Original Research

Developing a scientific culture through supervision

Danie F.M. Strauss
Koers - Bulletin for Christian Scholarship/Bulletin vir Christelike Wetenskap | Vol 77, No 2 | a57 | DOI: https://doi.org/10.4102/koers.v77i2.57 | © 2012 Danie F.M. Strauss | This work is licensed under CC Attribution 4.0
Submitted: 06 July 2012 | Published: 14 December 2012

About the author(s)

Danie F.M. Strauss, Department of Philosophy, University of the Free State, South Africa

Abstract

Through effective educational transmission cultural traditions are passed on to subsequent generations.

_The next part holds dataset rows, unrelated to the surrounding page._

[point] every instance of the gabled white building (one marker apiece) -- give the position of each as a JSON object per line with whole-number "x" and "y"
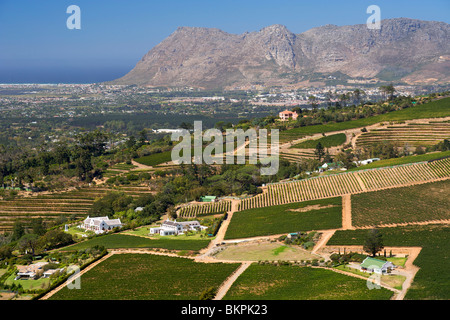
{"x": 100, "y": 224}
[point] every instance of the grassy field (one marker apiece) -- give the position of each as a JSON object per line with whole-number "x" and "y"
{"x": 434, "y": 109}
{"x": 117, "y": 241}
{"x": 404, "y": 160}
{"x": 429, "y": 201}
{"x": 327, "y": 142}
{"x": 432, "y": 282}
{"x": 147, "y": 277}
{"x": 268, "y": 282}
{"x": 264, "y": 251}
{"x": 293, "y": 217}
{"x": 155, "y": 159}
{"x": 28, "y": 284}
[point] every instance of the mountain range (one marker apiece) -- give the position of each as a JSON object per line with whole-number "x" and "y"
{"x": 402, "y": 51}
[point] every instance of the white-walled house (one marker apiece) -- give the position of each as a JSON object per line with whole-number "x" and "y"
{"x": 170, "y": 228}
{"x": 378, "y": 266}
{"x": 100, "y": 224}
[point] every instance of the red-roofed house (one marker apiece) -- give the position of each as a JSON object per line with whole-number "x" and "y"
{"x": 287, "y": 115}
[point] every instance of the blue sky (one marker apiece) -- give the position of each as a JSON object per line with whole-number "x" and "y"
{"x": 36, "y": 46}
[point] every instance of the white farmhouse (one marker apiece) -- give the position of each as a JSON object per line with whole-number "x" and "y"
{"x": 101, "y": 224}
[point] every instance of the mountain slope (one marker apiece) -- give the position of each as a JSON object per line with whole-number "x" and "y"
{"x": 404, "y": 49}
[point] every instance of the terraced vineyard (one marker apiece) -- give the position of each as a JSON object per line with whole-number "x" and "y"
{"x": 73, "y": 204}
{"x": 375, "y": 179}
{"x": 414, "y": 134}
{"x": 195, "y": 210}
{"x": 348, "y": 183}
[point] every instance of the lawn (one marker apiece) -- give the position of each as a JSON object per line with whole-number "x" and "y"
{"x": 264, "y": 251}
{"x": 118, "y": 241}
{"x": 269, "y": 282}
{"x": 432, "y": 282}
{"x": 327, "y": 142}
{"x": 301, "y": 216}
{"x": 144, "y": 232}
{"x": 429, "y": 201}
{"x": 147, "y": 277}
{"x": 434, "y": 109}
{"x": 28, "y": 284}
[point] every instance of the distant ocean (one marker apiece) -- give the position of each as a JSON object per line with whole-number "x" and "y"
{"x": 61, "y": 75}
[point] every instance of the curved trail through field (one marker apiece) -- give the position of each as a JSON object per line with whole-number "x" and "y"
{"x": 92, "y": 265}
{"x": 226, "y": 285}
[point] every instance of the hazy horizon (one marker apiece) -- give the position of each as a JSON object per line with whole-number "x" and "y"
{"x": 37, "y": 47}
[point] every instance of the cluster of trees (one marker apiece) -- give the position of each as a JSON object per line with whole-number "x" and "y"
{"x": 75, "y": 159}
{"x": 120, "y": 205}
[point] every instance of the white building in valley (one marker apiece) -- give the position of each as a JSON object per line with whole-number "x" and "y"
{"x": 100, "y": 224}
{"x": 170, "y": 228}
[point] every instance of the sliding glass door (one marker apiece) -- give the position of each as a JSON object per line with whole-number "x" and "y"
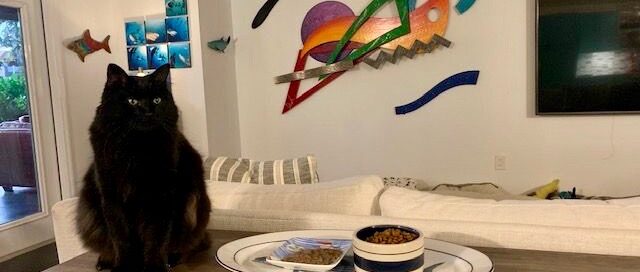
{"x": 28, "y": 162}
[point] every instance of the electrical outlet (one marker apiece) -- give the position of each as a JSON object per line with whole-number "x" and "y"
{"x": 500, "y": 162}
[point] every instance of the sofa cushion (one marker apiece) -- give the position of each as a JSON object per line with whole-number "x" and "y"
{"x": 403, "y": 203}
{"x": 354, "y": 196}
{"x": 226, "y": 169}
{"x": 291, "y": 171}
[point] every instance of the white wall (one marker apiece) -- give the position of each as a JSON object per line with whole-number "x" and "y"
{"x": 83, "y": 82}
{"x": 351, "y": 127}
{"x": 219, "y": 80}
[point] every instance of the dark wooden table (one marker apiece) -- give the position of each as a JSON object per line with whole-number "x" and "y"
{"x": 505, "y": 260}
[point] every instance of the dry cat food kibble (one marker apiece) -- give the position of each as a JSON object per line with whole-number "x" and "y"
{"x": 392, "y": 236}
{"x": 321, "y": 256}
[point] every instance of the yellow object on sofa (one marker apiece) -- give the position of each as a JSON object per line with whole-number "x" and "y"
{"x": 544, "y": 191}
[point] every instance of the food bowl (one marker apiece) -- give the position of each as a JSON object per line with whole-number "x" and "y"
{"x": 302, "y": 254}
{"x": 401, "y": 255}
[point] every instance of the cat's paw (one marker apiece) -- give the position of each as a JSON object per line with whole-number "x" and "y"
{"x": 126, "y": 268}
{"x": 156, "y": 268}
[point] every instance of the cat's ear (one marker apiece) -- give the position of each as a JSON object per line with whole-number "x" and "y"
{"x": 159, "y": 77}
{"x": 116, "y": 77}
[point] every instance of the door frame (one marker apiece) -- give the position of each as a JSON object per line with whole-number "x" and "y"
{"x": 59, "y": 97}
{"x": 37, "y": 229}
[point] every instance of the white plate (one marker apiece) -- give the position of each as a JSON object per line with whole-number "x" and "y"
{"x": 238, "y": 255}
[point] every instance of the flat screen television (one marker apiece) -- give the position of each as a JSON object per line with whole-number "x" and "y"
{"x": 588, "y": 57}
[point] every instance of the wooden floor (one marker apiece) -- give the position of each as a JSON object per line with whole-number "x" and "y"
{"x": 23, "y": 201}
{"x": 33, "y": 261}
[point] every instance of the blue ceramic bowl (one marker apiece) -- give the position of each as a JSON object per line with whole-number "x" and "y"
{"x": 371, "y": 257}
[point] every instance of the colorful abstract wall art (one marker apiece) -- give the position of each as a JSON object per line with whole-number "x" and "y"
{"x": 464, "y": 78}
{"x": 334, "y": 35}
{"x": 263, "y": 13}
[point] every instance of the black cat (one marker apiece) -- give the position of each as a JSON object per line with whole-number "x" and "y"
{"x": 144, "y": 204}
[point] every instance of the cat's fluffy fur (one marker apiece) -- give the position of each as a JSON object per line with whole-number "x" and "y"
{"x": 144, "y": 203}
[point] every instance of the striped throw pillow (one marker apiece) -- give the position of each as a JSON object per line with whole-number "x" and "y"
{"x": 292, "y": 171}
{"x": 230, "y": 170}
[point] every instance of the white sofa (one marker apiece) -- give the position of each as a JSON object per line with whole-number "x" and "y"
{"x": 597, "y": 227}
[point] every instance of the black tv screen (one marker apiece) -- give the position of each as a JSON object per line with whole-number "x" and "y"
{"x": 588, "y": 56}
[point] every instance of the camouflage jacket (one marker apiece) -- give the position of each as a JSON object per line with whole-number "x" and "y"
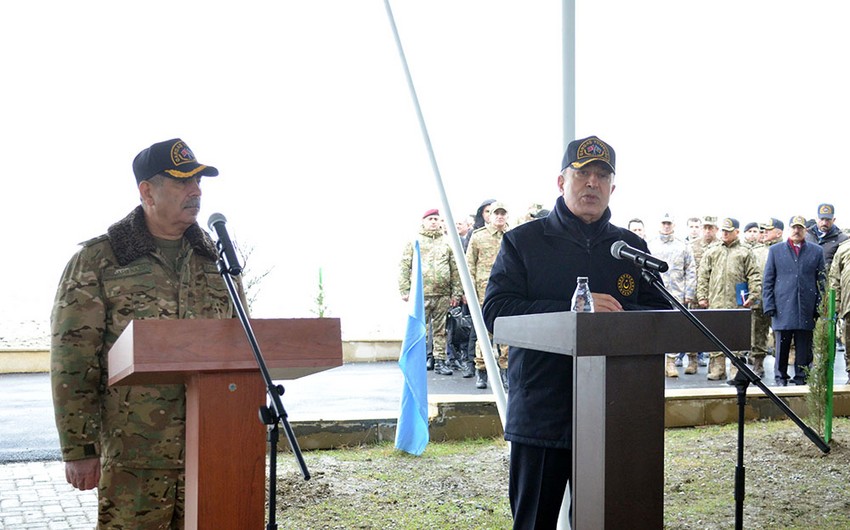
{"x": 721, "y": 269}
{"x": 113, "y": 279}
{"x": 839, "y": 279}
{"x": 481, "y": 254}
{"x": 439, "y": 272}
{"x": 680, "y": 279}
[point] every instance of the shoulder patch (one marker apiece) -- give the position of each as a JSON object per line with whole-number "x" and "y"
{"x": 94, "y": 240}
{"x": 126, "y": 272}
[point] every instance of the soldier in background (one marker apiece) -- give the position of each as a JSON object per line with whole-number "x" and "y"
{"x": 636, "y": 226}
{"x": 825, "y": 233}
{"x": 679, "y": 279}
{"x": 708, "y": 237}
{"x": 760, "y": 331}
{"x": 752, "y": 234}
{"x": 694, "y": 229}
{"x": 480, "y": 256}
{"x": 723, "y": 269}
{"x": 156, "y": 263}
{"x": 440, "y": 283}
{"x": 464, "y": 229}
{"x": 839, "y": 279}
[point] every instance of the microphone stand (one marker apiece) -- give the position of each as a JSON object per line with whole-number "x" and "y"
{"x": 271, "y": 416}
{"x": 742, "y": 380}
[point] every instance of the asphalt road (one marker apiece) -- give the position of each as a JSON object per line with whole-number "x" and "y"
{"x": 352, "y": 391}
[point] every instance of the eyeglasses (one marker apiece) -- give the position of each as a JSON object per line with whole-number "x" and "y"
{"x": 584, "y": 175}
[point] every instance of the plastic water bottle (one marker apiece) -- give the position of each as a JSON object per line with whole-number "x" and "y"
{"x": 582, "y": 299}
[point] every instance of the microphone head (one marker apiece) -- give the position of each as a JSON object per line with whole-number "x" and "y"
{"x": 616, "y": 246}
{"x": 216, "y": 218}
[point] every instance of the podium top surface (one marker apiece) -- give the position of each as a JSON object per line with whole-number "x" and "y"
{"x": 625, "y": 332}
{"x": 169, "y": 351}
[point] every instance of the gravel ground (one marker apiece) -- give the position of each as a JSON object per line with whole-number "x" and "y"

The presence of alternative theoretical views of reality (paradigms) in various academic disciplines uprooted the positivistic conviction that genuine science ought to be ‘objective’ and ‘neutral’. The background of this view is found in Renaissance and post-Renaissance philosophy, with its initial points of culmination in the thought of the 18th century philosopher, Immanuel Kant. He safe-guarded autonomous human freedom by restricting scholarship to phenomena (subject to the universal law of causality). The dialectic between nature and freedom gave direction to modern philosophy. Non-reductionist orientations eventually emerged recognising what is irreducible. Although a sound academic culture,operative within supervision to doctoral students, must pay attention to argumentative skills and informal logic, it must at the same time acknowledge the limitations of logic. The principle of sufficient reason refers human thinking beyond logic itself. The supervisor therefore should generate, amongst students, an awareness of the difference between reductionist and non-reductionist ontologies. Doctoral students must also realise that persistent themes and scientific revolutions go hand-in-hand. Some examples of seeing the aspects of reality as modes of explanation are given, before the seven aims of scientific endeavors identified by Stafleu are stipulated. This constitutes another important guideline that ought to be taken into account in supervising post-graduate work. Argumentative skills, scientific communication and the status of facts are discussed before a concluding formulation is given in which the overall argument of the article is summarised.